An overview of key search strategies to locate grey literature, informal or unpublished material. Provides sources and instructions on reporting requirements for systematic reviews.

Overview title banner

What and why of grey literature

'Information produced on all levels of government, academics, business and industry in electronic and print formats not controlled by commercial publishing, i.e. where publishing is not the primary activity of the producing body'

- 1997 International Conference on Grey Literature, Luxembourg - definition expanded in New York, 2004 

A few distinguishing characteristics of grey literature - typically...

  • limited distribution
  • difficult to find
  • not formally part of 'traditional' publishing models
  • highly variable in quality
  • may not have undergone peer review
  • ongoing availability not guaranteed
  • file formats may vary

This Guide focuses on 'other' sources and approaches - everything other than searching standard 'bibliographic' databases typically dominated by journal articles, such as MEDLINE, PsycInfo and Business Source Complete. The relevant material you find may be 'grey' or published.

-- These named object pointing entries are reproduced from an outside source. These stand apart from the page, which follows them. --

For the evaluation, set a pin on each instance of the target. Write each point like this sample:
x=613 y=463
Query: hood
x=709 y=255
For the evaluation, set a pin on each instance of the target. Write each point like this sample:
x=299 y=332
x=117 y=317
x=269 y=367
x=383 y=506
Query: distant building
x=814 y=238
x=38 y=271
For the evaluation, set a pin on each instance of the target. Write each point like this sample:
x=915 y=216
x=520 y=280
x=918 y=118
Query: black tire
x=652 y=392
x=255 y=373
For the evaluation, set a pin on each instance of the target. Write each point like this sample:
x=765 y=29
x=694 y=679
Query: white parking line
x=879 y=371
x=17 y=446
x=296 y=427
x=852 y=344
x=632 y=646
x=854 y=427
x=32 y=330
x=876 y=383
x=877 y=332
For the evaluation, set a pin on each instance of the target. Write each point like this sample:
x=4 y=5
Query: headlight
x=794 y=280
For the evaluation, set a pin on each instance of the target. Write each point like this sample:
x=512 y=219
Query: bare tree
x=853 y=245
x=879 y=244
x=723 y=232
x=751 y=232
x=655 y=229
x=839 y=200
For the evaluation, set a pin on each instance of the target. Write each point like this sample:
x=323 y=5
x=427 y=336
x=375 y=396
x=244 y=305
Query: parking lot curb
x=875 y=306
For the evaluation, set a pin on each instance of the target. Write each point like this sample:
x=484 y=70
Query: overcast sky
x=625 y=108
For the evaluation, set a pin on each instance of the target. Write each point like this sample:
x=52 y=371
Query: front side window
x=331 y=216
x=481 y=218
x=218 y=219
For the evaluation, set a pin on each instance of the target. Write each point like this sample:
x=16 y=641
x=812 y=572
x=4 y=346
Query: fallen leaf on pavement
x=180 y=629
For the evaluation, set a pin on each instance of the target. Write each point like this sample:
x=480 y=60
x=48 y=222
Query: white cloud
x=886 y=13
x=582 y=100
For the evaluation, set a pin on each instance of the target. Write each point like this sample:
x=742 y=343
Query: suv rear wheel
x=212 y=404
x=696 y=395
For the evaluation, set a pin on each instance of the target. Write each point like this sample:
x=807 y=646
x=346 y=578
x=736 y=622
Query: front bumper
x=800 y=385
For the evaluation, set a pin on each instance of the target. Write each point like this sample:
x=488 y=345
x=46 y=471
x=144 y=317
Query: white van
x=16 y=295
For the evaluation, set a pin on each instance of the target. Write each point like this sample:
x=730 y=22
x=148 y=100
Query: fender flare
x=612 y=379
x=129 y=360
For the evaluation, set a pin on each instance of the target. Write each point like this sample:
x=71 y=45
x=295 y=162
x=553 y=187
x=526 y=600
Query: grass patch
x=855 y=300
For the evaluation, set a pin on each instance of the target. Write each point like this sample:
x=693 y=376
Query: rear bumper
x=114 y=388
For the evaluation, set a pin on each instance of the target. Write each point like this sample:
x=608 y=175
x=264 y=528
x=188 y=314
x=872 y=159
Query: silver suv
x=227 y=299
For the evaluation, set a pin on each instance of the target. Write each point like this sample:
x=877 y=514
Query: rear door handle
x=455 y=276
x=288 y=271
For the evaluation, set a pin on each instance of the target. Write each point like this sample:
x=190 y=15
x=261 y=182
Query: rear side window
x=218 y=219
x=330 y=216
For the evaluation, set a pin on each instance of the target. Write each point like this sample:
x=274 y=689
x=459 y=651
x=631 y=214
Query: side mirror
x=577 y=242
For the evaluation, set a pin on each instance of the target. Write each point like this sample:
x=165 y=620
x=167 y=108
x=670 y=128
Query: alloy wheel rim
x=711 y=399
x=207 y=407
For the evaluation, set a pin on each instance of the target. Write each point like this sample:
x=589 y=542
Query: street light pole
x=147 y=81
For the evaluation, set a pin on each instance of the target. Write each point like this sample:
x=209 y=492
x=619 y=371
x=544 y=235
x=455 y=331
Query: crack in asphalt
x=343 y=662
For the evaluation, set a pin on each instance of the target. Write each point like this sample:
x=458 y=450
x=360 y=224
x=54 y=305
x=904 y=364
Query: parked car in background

'Grey literature is recognized as a key source of evidence, argument, innovation, and understanding in many disciplines including science, engineering, health, social sciences, education, the arts and humanities'

Pisa Declaration on Policy Development for Grey Literature Resources, 2014

Grey literature:

  • introduces alternative perspectives
  • may be the only source of information (where there is little published evidence)
  • overcomes or minimises publication/reporting bias
  • can be essential in emerging, changing or interdisciplinary research areas e.g. alternative medicine
  • may find unique information not found elsewhere, especially in emerging research areas
  • complements published research and fills in the research gaps
  • can contain more local information
  • helps offset the bias in published results e.g. drug trials

Grey literature as a part of 'other methods' in PRISMA 2020 ('other sources' in PRISMA 2009)

Excerpt from the PRISMA 2020 flow diagram

PRISMA 2020 flow diagram template for systematic reviews - excerpt [Page et al. (2021). The PRISMA 2020 statement: an updated guideline for reporting systematic reviews. BMJ, 372, n71.]

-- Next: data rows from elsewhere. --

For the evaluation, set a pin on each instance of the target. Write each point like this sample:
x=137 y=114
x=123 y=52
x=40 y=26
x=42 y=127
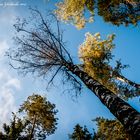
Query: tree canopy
x=80 y=133
x=41 y=115
x=37 y=120
x=96 y=55
x=118 y=12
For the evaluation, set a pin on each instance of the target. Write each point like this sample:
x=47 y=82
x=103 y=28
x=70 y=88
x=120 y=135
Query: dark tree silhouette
x=40 y=50
x=81 y=133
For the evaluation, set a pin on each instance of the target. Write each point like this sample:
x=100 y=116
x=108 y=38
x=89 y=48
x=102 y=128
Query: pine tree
x=80 y=133
x=41 y=115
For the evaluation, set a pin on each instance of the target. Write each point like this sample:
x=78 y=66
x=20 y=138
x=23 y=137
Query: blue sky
x=15 y=88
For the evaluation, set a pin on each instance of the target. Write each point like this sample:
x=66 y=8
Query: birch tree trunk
x=126 y=114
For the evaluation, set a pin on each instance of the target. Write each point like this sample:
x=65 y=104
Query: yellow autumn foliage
x=73 y=11
x=95 y=54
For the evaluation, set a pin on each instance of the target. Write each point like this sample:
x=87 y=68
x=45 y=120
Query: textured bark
x=33 y=127
x=129 y=81
x=126 y=114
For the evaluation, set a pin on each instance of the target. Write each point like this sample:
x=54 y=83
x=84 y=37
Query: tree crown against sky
x=41 y=51
x=37 y=120
x=41 y=115
x=118 y=12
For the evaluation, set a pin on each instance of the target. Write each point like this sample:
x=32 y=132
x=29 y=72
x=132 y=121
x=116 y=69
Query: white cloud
x=3 y=47
x=7 y=99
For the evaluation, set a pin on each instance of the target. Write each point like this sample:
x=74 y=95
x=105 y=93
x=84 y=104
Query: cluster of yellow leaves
x=73 y=11
x=95 y=54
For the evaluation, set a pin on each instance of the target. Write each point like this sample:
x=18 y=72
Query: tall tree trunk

A range of approaches and sources are recommended to ensure that you locate all relevant studies (as part of an 'exhaustive' search). 

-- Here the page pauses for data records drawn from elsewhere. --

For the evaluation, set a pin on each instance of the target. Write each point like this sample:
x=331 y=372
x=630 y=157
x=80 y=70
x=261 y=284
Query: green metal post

For example, the Cochrane Manual recommends contacting 'relevant individuals and organizations', searching trials registers, and backward and forward citation searching, alongside searching for grey literature such as reports and conference abstracts. This is everything other than the core search of databases that primarily index published literature such as journal articles.

In terms of reporting, PRISMA 2020 indicates that records from databases and study registers be recorded in one section, and records identified via 'other methods' in a separate box to the right. 

Guidelines and standards

The Cochrane Handbook recommends specific forms of grey literature (which it defines as 'reports [of studies] published outside of traditional commercial publishing') be searched for compliant systematic reviews in the health sciences. It also recommends a number of alternative approaches to locating relevant studies.

Visit the handbook for more information.

PRISMA 2020 details reporting requirements for information sources and strategies.

Grey literature in evidence based practice

Its key purpose is to overcome (or at least minimise) publication or reporting bias.

“…published trials tend to be larger and show an overall greater treatment effect than grey trials.”
(Hopewell et al. 2007, p. 2).

¨Campbell reviews must include a systematic search for unpublished reports (to avoid publication bias)”
(Campbell Collaboration)

Many scientifically valid studies, especially those with negative results, may never be published. If your review is solely based on published literature, which tends to report positive results, your conclusions regarding effects are more likely to be exaggerated.